On the brown wall above our brown couch, a canvas suspended on a nail reminds me I once visited the ocean.
More than once, actually.
When I was in single digits, my West Coast cousins and I danced over wavelets and built elaborate sand sculptures on the Oregon shore.
Other times, too, I’ve gazed wonderingly at the big waters — from the boardwalks of Atlantic City, from the confines of Alcatraz Island, from miles in the sky enroute to Germany.
In the most recent visit, the one captured in a rectangle on my wall, my family explored Rialto Beach, in the northwest corner of Washington State.
Barkless white trees lay like felled giants, tossed carelessly landward by errant waves.
Gray, perfectly round stones luxuriated in the sand, coyly coaxing caresses from passersby.
At the far end of the beach, lingering rock formations stood firm against the relentless waters that had worn away the rock of ages that once stood sentry on the ocean’s edge.Innocent clouds turned blue, then golden, then pink and purple as the sun finished its rounds, sending orange ribbons of water lapping against our toes.
A starfish — creepy, sinuous, a glove come to life — stretched a star arm down the side of a rock in a tide pool as my children gasped and pointed.
Our voices hovered metallically in the wide-open air, at once far away and intimate. The sun sank lower, and I pointed my camera and clicked, trying to snatch up the moment and pack it away for safekeeping.
Now, an enlargement of one of those photos hangs on my wall.
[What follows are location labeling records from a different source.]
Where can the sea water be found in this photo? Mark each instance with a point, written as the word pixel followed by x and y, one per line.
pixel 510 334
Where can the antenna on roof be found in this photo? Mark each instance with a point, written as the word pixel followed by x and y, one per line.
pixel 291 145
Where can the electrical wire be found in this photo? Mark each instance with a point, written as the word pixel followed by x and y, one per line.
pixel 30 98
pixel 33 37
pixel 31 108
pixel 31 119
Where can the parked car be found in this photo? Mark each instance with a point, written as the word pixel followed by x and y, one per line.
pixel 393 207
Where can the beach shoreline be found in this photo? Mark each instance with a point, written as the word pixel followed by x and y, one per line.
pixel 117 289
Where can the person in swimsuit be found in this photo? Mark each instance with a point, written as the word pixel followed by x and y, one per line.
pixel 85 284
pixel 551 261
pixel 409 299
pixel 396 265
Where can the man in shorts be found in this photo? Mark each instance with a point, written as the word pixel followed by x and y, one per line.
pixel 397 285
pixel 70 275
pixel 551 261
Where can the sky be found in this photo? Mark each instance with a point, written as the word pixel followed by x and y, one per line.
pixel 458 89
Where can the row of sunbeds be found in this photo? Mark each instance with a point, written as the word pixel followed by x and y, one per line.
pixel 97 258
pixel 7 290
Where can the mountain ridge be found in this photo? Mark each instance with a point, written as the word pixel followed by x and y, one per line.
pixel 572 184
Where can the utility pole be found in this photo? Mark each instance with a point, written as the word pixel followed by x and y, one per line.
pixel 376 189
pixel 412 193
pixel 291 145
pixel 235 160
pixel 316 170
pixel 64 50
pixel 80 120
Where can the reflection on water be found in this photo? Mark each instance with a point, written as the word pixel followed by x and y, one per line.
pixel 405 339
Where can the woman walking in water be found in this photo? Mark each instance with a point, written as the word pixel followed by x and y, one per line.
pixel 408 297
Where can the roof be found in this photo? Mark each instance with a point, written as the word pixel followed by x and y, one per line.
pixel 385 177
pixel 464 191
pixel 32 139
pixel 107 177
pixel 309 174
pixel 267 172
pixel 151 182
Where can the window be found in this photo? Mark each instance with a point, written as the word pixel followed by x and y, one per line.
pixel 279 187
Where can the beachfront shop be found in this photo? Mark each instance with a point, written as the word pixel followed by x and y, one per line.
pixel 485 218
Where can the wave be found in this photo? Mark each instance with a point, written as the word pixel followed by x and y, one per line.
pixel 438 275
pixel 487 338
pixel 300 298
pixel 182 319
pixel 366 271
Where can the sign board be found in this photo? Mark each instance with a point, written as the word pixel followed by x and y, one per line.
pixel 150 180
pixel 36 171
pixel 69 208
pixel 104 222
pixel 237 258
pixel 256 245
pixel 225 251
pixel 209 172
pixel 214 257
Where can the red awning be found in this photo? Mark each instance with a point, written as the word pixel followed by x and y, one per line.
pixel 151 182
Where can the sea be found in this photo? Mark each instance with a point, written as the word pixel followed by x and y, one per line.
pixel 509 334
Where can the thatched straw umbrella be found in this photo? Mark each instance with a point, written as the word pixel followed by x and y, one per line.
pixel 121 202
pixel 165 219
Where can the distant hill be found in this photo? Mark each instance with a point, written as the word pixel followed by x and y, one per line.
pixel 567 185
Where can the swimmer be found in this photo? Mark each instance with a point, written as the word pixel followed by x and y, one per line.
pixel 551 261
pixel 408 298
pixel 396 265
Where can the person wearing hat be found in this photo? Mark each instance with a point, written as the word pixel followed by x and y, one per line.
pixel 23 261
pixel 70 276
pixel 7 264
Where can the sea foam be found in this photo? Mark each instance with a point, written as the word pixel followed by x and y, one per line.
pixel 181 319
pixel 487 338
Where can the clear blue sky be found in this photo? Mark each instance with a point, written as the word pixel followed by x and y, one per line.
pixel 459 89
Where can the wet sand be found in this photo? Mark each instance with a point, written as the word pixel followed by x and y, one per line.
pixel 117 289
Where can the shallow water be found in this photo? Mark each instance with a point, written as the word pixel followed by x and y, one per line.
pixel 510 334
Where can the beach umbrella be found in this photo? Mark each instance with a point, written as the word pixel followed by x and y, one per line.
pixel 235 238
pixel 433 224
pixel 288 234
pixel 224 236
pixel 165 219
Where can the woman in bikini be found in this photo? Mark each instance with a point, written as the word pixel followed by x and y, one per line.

Orange waves tug at the rock formations’ feet in the dimming light.
It’s pretty, sure.But it could be one of those photos that come with a store-bought frame, the glossy images you discard and replace with your own attempts to capture something far too large to fit in a box on the wall.
In the book I’m currently reading during my lunch break walks — “Zen and the Art of Motorcycle Maintenance,” by Robert M. Pirsig (it’s not really about the motorcycles) — a character gives up on trying to photograph the wide-open, wind-stirred landscape of the Great Plains.
“As soon as you put a border on it, it’s gone,” he muses.
So much of the life we encounter each day can only exist in uncatchable wholeness, impossible to shrink down to one little bite.
Nature’s beauty.
Man’s depravity.
The surrounding-ness of a city I love as I breathe it in from my perch on the roof of my workplace, moved to inexplicable tears by a curve of brick and the pigeon strutting on a metal fire escape.
The ideas in my head, the ones I long ago gave up trying to express because a tiny box of words could never hold them.
The inextricable interconnectedness of indifference and poverty and hopelessness and crime and heartache and addiction and trauma and clawing upward and sliding downward and hope in the darkness.
You can’t take a picture of big stuff.
You can try — you can say, “See, here, this small thing is that big thing.”
But it’s not.
It’s not even close.The angry fist, the rude comment, the obnoxious and politically charged tirade are only snippets of the whole.
The voices echoing off downtown buildings during a signs-held-high march ring beautiful in some ears, ugly in others, and capture only a fragment of a complex and wide-spreading set of truths that intermix and intermingle and burst the bounds of the labels that try, and fail, to contain them.
Snapshots give glimpses — crucial glimpses, for without them we see nothing — into issues and stories and truths too important to overlook.
That photo on my wall reminds me of my capacity to experience breathless awe at the perfectly round stone in my hand.
But what fits inside the box is only a fragment of the whole — a path inward, for those who choose to follow it.
My Maker doesn’t fit in a box any more than He fit on a tree.
The leather-bound Book on my shelf gives me a glimpse of the divine, a portal into ever-new discoveries of the heart-whopping realization that I can’t not be loved.
The cross on a silver chain around my neck gleams like a crack in the universe, a wholly inadequate but still precious representation of the epic battle between good and evil and acceptance and rejection and life and death when love resoundingly won, because love always wins.
Small is easy. We spout off in a faceless social media comment or snidely push aside the other side of the story, holding out our snapshots as indisputable truth.
But truth is what lies beyond the border of the picture, and you have to climb inside to see it.
People who have poked their heads inside Scripture and been bowled over by the oceans of love that lie therein should be first in line to look beyond the label, beyond the grubby face or criminal record, beyond difference or strangeness.
There’s more to our story than what others can see.
And there’s more to the snapshots around us. Infinitely more.
We just have to be willing to look for it.